Comment tu vois l'avenir de la fiction française?

Il y a clairement un chemin qui s’ouvre, celui de la série populaire et de qualité. De chaque côté du chemin, il y a un gros gouffre. Le premier, c’est l’immobilisme. On ne peut pas se le permettre : les héros-citoyens monolithiques qui n’évoluent pas, même les plus de soixante ans trouvent ça un peu ringard. Mais l’autre, c’est de vouloir faire tout de suite «Mad Men», ou «The Wire», ou «Doctor Who» en prime sur TF1 ou France 2. Même si, dans un moment d’égarement (ça leur est déjà arrivé), une chaîne vous dit banco, à l’arrivée ça fait un bide. Et après un bide, tout le monde se replie et on reprend un an d’immobilisme.
On ne peut pas faire passer le public français sans transition de «Kojak» (l’un des modèles de «Navarro») à ces séries-là. Il faut se forcer à cette progression que les américains ont faite avant nous, ces étapes qu’ont été «Hill Street Blues», «Urgences», «X-Files», «Ally McBeal», qui ont mené aux «Sopanos», à «Lost» et à «24». Il faut être discipliné, précautionneux, se poser vraiment la question du public à qui on s’adresse, de ce qu'il a vu et de ce qu’il est prêt à voir. En un mot, il faut savoir se faire un peu plaisir, mais pas trop, tout de suite. C’est un drôle d’exercice en frustration vraiment, vraiment difficile. Mais il est payant. Quelque chose comme «Bref» est l’exemple de ça. Populaire et de qualité. Aujourd'hui, «Un Village Français» est probablement notre «Hill Street Blues». Il faut réussir les étapes d’après.

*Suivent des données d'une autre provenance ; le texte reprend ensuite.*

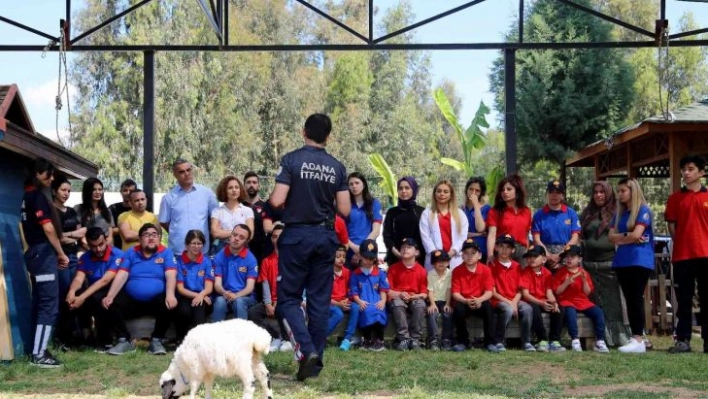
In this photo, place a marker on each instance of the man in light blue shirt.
(185, 207)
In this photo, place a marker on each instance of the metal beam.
(363, 47)
(334, 20)
(28, 29)
(510, 110)
(149, 126)
(608, 18)
(108, 21)
(427, 21)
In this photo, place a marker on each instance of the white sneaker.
(601, 347)
(575, 345)
(275, 344)
(286, 346)
(633, 347)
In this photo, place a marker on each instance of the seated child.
(471, 288)
(339, 302)
(537, 290)
(572, 285)
(408, 290)
(439, 299)
(506, 299)
(369, 287)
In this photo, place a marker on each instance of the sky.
(37, 74)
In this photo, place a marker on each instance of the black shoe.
(307, 367)
(46, 361)
(681, 347)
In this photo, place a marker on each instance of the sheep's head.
(171, 387)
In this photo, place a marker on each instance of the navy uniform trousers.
(306, 255)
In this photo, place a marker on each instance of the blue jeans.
(238, 307)
(336, 314)
(594, 313)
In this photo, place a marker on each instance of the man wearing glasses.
(149, 274)
(185, 207)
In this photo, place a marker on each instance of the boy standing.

Quels sont tes projets pour le futur?
Avec un peu de chance, il y aura un jour un truc que j’aurais écrit à la télé. Vu l’écoulement du temps particulier qui est celui de la fiction française, ce ne sera pas le mois prochain, ni celui d’après. Ni… Remarquez, peut-être que ça n’arrivera pas. Mais là au moins, c’est sûr, je vais essayer.